The holy god opened his mouth and said, “I was passing along my path, and I was
going through the two regions of my lands according to my heart’s desire, to see
that which I had created, when lo! I was bitten by a serpent which I saw not. Is
it fire? Is it water? I am colder than water, I am hotter than fire. All my flesh
sweateth, I quake, my eye hath no strength, I cannot see the sky, and the sweat
rusheth to my face even as in the time of summer.” Then said Isis unto Ra, “O tell
me thy name, holy father, for whosoever shall be delivered by thy name shall live.”
[And Ra said], “I have made the heavens and the earth, I have ordered the mountains,
I have created all that is above them, I have made the water, I have made to come
into being the great and wide sea, I have made the ‘Bull of his mother,’ from whom
spring the delights of love. I have made the heavens, I have stretched out the two
horizons like a curtain, and I have placed the soul of the gods within them. I am
he who, if he openeth his eyes, doth make the light, and, if he closeth them, darkness
cometh into being. At his command the Nile riseth, and the gods know not his name.

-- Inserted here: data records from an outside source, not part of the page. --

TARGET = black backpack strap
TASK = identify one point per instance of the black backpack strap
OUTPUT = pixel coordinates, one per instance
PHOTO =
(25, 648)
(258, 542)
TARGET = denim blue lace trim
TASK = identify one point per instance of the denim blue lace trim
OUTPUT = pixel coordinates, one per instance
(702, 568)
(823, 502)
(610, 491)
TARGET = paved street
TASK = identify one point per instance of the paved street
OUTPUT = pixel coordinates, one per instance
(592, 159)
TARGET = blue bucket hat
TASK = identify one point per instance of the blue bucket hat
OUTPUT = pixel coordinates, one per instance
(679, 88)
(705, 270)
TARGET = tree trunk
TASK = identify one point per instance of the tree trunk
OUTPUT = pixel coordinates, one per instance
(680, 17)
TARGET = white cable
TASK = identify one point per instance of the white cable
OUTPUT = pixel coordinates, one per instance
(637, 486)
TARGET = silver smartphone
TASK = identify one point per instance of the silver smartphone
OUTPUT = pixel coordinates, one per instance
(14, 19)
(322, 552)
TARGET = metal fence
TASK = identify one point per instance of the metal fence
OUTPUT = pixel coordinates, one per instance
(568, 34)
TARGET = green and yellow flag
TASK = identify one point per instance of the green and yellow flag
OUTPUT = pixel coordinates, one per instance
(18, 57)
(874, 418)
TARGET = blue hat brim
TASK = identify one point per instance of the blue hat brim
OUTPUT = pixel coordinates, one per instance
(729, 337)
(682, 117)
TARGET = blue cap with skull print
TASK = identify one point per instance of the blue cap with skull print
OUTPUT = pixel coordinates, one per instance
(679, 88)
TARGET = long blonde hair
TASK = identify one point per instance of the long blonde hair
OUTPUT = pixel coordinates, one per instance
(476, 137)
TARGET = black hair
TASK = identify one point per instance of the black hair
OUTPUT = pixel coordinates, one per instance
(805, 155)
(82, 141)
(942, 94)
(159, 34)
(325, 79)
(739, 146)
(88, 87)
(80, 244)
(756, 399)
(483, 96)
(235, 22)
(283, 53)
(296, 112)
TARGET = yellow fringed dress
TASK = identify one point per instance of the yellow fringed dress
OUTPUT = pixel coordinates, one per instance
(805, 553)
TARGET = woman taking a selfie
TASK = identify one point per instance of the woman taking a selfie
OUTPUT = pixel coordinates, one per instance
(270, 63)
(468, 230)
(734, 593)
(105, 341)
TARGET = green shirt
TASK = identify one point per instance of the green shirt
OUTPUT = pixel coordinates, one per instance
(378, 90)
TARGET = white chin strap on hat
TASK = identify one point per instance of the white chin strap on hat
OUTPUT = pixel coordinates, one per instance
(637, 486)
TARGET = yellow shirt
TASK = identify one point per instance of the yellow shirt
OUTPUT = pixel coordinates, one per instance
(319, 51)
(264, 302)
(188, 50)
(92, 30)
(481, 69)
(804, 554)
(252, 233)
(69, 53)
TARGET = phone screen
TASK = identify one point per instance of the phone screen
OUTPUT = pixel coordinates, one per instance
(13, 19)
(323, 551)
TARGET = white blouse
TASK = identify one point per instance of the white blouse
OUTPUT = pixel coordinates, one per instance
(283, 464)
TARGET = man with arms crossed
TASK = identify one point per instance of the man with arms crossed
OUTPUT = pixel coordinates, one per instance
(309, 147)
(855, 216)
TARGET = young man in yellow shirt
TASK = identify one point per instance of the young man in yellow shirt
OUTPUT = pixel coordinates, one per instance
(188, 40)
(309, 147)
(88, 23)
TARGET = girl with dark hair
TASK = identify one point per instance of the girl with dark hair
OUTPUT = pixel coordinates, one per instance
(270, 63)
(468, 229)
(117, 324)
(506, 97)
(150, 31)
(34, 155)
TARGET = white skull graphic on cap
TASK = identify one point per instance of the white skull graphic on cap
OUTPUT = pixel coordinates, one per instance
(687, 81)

I have made the hours, I have created the days, I bring forward the festivals of
the year, I create the Nile-flood. I make the fire of life, and I provide food in
the houses. I am Khepera in the morning, I am Ra at noon, and I am Tmu at even.”
Meanwhile the poison was not taken away from his body, but it pierced deeper, and
the great god could no longer walk.
Then said Isis unto Ra, “What thou hast said is not thy name. O tell it unto
me, and the poison shall depart; for he shall live whose name shall be revealed.”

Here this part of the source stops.